Pour mon projet j’ai fait les choses de base. C’est-à-dire le prêt bancaire classique, le prêt d’honneur, le prêt NACRE, un micro-crédit et une campagne de financement participatif.
Le prêt d’honneur, c’est un prêt que chaque créateur peut demander, le montant maximum d’emprunt est de 10 000€. Mais c’est rare d’atteindre ce montant. Le prêt NACRE (Nouvel Accompagnement pour la Création et la Reprise d’Entreprises), est réservé aux demandeurs d’emploi. C’est également maximum 10 000€. J’ai aussi fait un micro crédit avec Créa-Sol. C’est une branche de la caisse d’Epargne destinée à aider les créateurs d’entreprises. Sauf que ce prêt là n’est pas à taux 0 mais à 4,5%. Les autres sont à taux 0 car ce sont des prêts personnels.

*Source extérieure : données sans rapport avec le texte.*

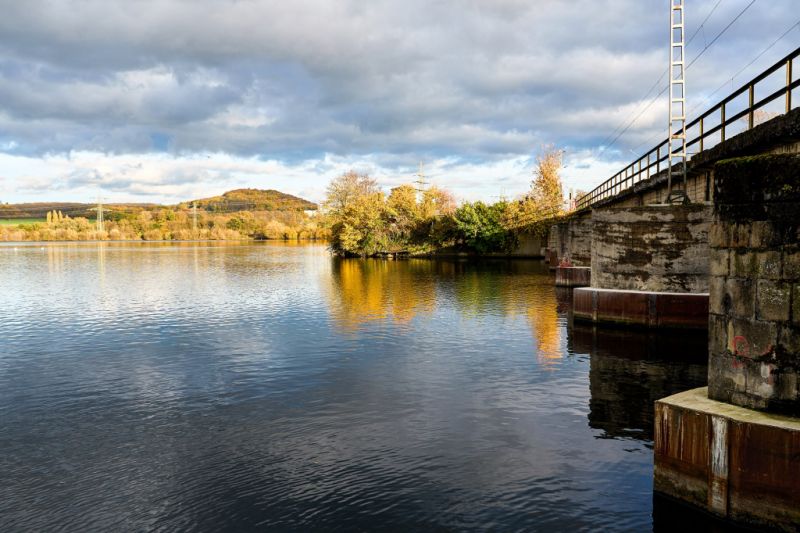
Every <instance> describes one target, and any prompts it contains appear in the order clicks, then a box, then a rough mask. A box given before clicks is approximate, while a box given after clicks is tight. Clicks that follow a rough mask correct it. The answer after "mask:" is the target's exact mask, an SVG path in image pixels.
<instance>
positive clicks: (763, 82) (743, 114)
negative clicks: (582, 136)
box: [575, 47, 800, 211]
mask: <svg viewBox="0 0 800 533" xmlns="http://www.w3.org/2000/svg"><path fill="white" fill-rule="evenodd" d="M798 56H800V47H798V48H796V49H795V50H794V51H793V52H792V53H790V54H789V55H787V56H786V57H784V58H783V59H781V60H780V61H778V62H777V63H775V64H774V65H772V66H771V67H769V68H768V69H767V70H765V71H764V72H762V73H761V74H759V75H758V76H756V77H755V78H753V79H752V80H750V81H749V82H747V83H745V84H744V85H742V86H741V87H739V89H737V90H735V91H734V92H732V93H731V94H730V95H728V96H727V97H726V98H724V99H722V100H721V101H720V102H718V103H717V104H716V105H714V106H713V107H711V108H710V109H708V110H707V111H706V112H704V113H703V114H701V115H700V116H699V117H697V118H696V119H694V120H692V121H691V122H689V123H687V124H686V132H687V139H686V148H687V150H688V149H689V148H690V147H692V146H695V145H697V146H698V151H699V152H702V151H703V150H704V149H706V148H710V147H711V146H712V145H715V144H718V143H719V142H723V141H725V135H726V133H727V132H728V130H730V128H731V126H733V125H734V123H736V122H737V121H739V120H742V119H744V118H746V119H747V127H746V129H751V128H753V126H754V125H755V123H756V111H759V110H761V109H763V108H764V107H766V106H767V105H768V104H770V103H772V102H773V101H775V100H777V99H778V98H781V97H783V98H784V99H785V104H784V106H783V107H784V111H783V112H784V113H788V112H789V111H791V110H792V109H794V108H795V107H797V106H798V102H796V101H795V102H793V101H792V91H793V90H795V89H797V88H798V87H800V78H798V79H794V77H793V68H792V63H793V62H794V60H795V59H796V58H797V57H798ZM781 69H783V70H784V72H785V74H786V77H785V82H784V81H783V80H782V79H781V78H782V77H781V76H775V74H776V73H779V71H780V70H781ZM776 80H779V81H778V83H776ZM765 85H769V86H770V88H768V89H767V90H769V91H771V92H769V93H768V94H767V95H766V96H764V97H762V98H760V99H758V100H757V99H756V90H757V89H758V90H759V92H761V91H763V90H764V86H765ZM776 86H779V87H778V88H777V89H775V87H776ZM745 95H746V97H747V104H746V106H745V108H744V109H743V110H741V111H738V112H735V113H733V114H730V115H729V114H728V113H727V111H729V109H728V107H729V106H731V105H732V104H733V103H734V102H735V101H736V100H737V99H739V98H742V97H744V96H745ZM797 100H800V98H798V99H797ZM709 125H711V127H708V126H709ZM693 128H695V129H697V130H698V133H697V135H696V136H694V137H689V131H690V130H692V129H693ZM714 141H716V142H714ZM668 146H669V143H668V140H667V139H664V140H663V141H661V142H660V143H659V144H658V145H656V146H655V147H654V148H653V149H652V150H650V151H649V152H647V153H646V154H644V155H643V156H642V157H640V158H639V159H637V160H636V161H634V162H633V163H631V164H630V165H628V166H627V167H625V168H623V169H622V170H620V171H619V172H617V173H616V174H614V175H613V176H612V177H611V178H609V179H607V180H606V181H604V182H603V183H601V184H600V185H598V186H597V187H596V188H595V189H594V190H592V191H591V192H589V193H587V194H585V195H584V196H582V197H580V198H579V199H578V201H577V202H576V206H575V209H576V210H577V211H580V210H583V209H587V208H589V207H591V206H592V205H593V204H595V203H597V202H599V201H601V200H605V199H607V198H612V197H614V196H616V195H618V194H620V193H622V192H624V191H625V190H627V189H629V188H631V187H633V186H634V185H635V184H637V183H639V182H640V181H643V180H646V179H649V178H650V176H652V175H655V174H658V173H659V172H660V171H661V170H662V169H666V168H667V165H669V161H670V160H671V158H670V154H668V153H667V152H668V151H669V148H668Z"/></svg>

Il y a aussi l’emprunt bancaire classique. C’est obligatoire d’en faire un pour avoir les trois autres. Une fois ce prêt validé, les autres s’activent plus facilement. Pour ma part, j’ai eu plus de mal à avoir le prêt bancaire car il allait me permettre de financer mes stocks (matières premières, production). Les banques qui financent les stocks sont le Crédit Mutuel, la CIC, la Banque Populaire et la Caisse d’Epargne. Les autres financent plutôt des fonds de commerces, des murs… pour pouvoir récupérer si jamais le projet ne marche pas.
J’ai aussi fait une campagne de financement participatif sur Kiss Kiss Bank Bank. Je le conseille, mais par contre c’est intense. Pour Atode j’ai réussi à avoir les 10 000€ que je voulais en 15 jours, mais j’ai dû beaucoup solliciter mon entourage pour qu’ils participent et demandent aux gens qu’ils connaissent de participer. Il y a juste une personne qui a participée et que je ne connaissais pas du tout.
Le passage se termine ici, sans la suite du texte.